By now, we have all heard about how the great Independent swing toward Democrats from 2004 to 2006 was the key to Democratic victory. This is something many of us saw coming for quite some time, and we even dubbed it the "Indycrat" phenomenon. The first article I saw on this was a June 2005 post by Jerome Armstrong. During the rest of that year, it was a topic that was discussed other places like Donkey Rising, Survey USA and many other election focused outlets.

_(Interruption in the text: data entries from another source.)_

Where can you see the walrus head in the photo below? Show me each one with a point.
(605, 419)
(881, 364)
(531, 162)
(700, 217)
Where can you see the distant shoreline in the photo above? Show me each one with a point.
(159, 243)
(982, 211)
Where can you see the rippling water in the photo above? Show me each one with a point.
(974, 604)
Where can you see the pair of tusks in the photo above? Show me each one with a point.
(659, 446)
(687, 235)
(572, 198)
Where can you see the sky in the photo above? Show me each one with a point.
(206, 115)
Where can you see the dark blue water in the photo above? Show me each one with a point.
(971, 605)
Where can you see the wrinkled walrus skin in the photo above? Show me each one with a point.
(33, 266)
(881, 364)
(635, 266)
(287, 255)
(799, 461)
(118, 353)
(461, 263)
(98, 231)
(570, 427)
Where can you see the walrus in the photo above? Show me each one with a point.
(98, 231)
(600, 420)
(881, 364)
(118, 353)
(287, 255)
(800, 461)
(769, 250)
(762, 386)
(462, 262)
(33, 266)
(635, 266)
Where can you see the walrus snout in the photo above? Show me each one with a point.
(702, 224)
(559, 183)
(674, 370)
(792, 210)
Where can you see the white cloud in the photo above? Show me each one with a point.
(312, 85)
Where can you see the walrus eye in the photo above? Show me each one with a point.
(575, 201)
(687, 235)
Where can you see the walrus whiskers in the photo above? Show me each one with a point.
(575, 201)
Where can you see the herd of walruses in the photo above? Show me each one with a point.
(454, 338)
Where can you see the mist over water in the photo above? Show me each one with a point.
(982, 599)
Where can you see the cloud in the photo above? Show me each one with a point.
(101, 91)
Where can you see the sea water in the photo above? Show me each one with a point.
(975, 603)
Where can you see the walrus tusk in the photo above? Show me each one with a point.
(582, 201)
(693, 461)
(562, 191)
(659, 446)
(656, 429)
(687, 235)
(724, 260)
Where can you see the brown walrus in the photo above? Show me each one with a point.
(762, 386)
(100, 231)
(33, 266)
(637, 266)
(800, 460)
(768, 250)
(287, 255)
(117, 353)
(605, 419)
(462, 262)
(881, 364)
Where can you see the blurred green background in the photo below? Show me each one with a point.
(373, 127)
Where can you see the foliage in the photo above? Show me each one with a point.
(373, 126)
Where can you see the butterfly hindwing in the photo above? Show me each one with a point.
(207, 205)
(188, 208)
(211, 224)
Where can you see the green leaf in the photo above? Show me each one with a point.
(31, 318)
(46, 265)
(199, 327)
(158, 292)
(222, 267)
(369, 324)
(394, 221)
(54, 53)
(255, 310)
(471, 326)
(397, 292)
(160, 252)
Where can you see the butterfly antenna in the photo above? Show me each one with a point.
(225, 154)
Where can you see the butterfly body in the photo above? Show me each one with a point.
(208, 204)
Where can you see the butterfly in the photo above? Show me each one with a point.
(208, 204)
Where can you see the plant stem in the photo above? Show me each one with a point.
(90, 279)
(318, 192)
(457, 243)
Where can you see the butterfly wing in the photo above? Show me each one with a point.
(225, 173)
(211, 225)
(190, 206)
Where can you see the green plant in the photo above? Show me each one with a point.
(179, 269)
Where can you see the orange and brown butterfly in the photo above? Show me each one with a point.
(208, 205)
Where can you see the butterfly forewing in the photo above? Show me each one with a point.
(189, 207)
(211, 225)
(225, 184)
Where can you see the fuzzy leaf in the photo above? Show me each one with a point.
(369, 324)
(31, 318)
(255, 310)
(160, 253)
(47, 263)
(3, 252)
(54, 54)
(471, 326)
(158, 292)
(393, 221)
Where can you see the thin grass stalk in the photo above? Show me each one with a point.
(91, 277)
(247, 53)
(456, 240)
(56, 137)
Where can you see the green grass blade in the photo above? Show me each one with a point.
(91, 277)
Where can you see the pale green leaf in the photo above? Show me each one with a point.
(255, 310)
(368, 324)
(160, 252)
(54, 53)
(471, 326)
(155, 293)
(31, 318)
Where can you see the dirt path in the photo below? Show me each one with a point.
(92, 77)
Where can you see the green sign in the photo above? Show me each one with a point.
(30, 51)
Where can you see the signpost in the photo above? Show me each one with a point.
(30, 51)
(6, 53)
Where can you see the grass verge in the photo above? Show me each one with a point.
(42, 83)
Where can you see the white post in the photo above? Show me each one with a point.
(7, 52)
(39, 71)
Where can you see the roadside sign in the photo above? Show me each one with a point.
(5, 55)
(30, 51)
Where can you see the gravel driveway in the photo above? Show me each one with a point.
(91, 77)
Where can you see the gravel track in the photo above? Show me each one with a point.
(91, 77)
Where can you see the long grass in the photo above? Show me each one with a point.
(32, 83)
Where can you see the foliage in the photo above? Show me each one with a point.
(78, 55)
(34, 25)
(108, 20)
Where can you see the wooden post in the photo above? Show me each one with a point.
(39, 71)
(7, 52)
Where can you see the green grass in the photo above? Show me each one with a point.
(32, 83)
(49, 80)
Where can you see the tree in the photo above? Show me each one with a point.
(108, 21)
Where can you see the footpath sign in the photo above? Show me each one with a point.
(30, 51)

However, at Yearly Kos I briefly chatted with Simon Rosenberg who asked me to look into whether, from 2004 to 2006, Democrats received a greater vote swing from self-identified Democrats or from self-identified Independents. The reason he asked me to do that is because he believed Democrats actually received more of a boost from self-identifying Dems than they did from self-identifying Independents. While I was skeptical of this at first, I just looked into it now, at it appears Simon was right. Comparing 2004 and 2006 exit polls, here is the estimated swing Democrats received according to partisan self-identification:
Overall Dem vote increase: 5.15%
Growth from Dem's: 2.41%
Growth from Ind's: 2.08%
Growth from Rep's: 0.66%
This is rather surprising, but it does seem to be the case that Democrats won 2006 just as much by exciting the rank and file as anything else. I am actually kicking myself right now for not realizing this sooner, as it is the sort of statistic I pride myself on digging up. This would have been extremely useful to combat the post-election narrative that Democrats won in 2006 by being centrist, conservative, or in anyway breaking from their own party. The independent swing was important, but the swing they managed to pull off through an excited base was just as important, if not more so. Democrats stuck with their own party more often than Republicans, and then turned out at higher rates. Without this swing from their own base, Republicans would certainly still be in the majority in the Senate, and probably still be in the majority in the House.

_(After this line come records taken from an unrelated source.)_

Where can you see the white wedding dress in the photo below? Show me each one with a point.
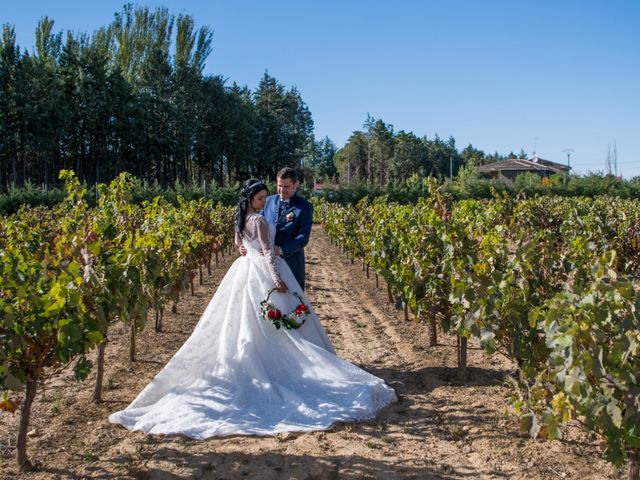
(238, 374)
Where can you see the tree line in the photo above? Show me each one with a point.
(377, 155)
(133, 97)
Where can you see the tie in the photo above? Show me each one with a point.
(284, 205)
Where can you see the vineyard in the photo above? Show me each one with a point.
(68, 274)
(547, 284)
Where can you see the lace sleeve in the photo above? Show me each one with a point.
(262, 228)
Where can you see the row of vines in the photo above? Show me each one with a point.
(549, 282)
(68, 273)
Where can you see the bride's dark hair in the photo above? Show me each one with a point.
(249, 190)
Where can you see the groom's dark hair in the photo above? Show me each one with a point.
(288, 172)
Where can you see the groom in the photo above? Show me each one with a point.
(292, 215)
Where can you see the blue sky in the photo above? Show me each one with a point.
(543, 76)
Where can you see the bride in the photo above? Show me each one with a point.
(238, 374)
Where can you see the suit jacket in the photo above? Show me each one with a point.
(293, 227)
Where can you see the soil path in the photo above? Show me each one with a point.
(440, 428)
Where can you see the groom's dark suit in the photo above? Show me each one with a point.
(293, 227)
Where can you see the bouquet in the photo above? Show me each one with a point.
(292, 320)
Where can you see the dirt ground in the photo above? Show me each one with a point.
(439, 429)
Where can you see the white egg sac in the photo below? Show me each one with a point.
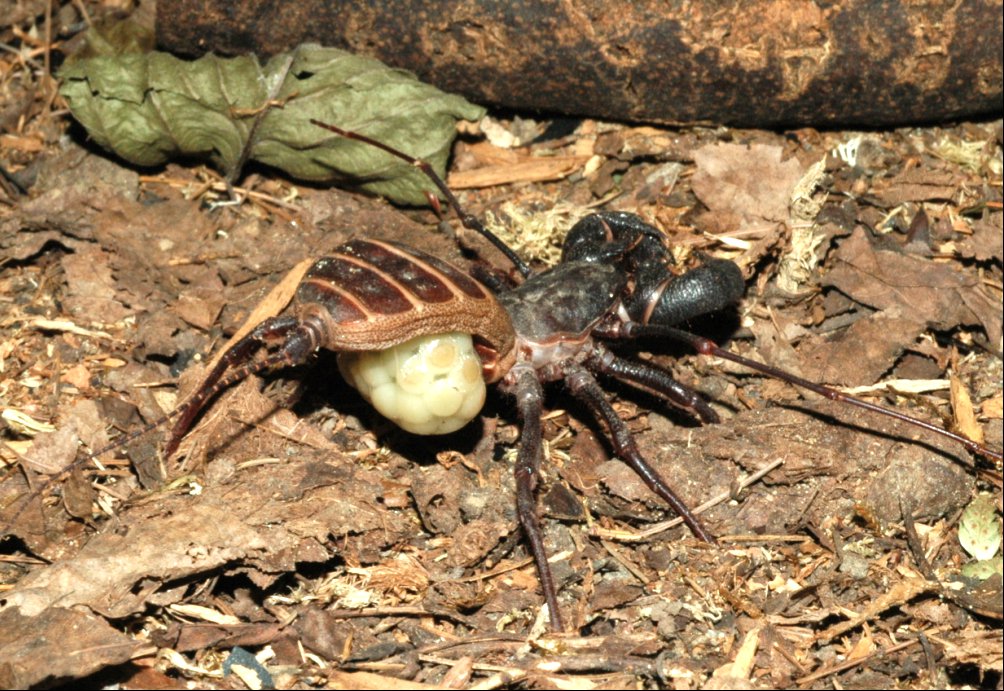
(429, 385)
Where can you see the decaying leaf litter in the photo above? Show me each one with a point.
(343, 551)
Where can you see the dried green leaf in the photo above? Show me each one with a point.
(151, 107)
(979, 528)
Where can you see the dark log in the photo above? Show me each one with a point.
(765, 63)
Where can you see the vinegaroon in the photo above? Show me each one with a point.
(614, 281)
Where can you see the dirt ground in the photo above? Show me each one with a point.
(298, 539)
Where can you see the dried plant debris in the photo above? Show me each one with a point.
(151, 107)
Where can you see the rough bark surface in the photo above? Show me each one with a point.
(766, 63)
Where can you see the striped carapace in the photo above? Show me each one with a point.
(615, 281)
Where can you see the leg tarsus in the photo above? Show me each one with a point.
(585, 388)
(237, 356)
(529, 404)
(656, 378)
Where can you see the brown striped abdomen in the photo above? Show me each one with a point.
(372, 294)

The role of the Democratic base in winning the 2006 election has been extremely under-reported. This is disturbing, because the power centers one uses to win an election almost inevitably end being the power centers to whom ones caters after the election. If Democrats are unaware that there own base was largely responsible for their victory then, well, that might actually explain the way we have governed to date. There are quite a few Democrats, such as these congresscritters listed by Howie, who don't think they owe their own base anything, and they are voting accordingly. I think it would be useful to find a way to remind them who helped put them in office / the majority.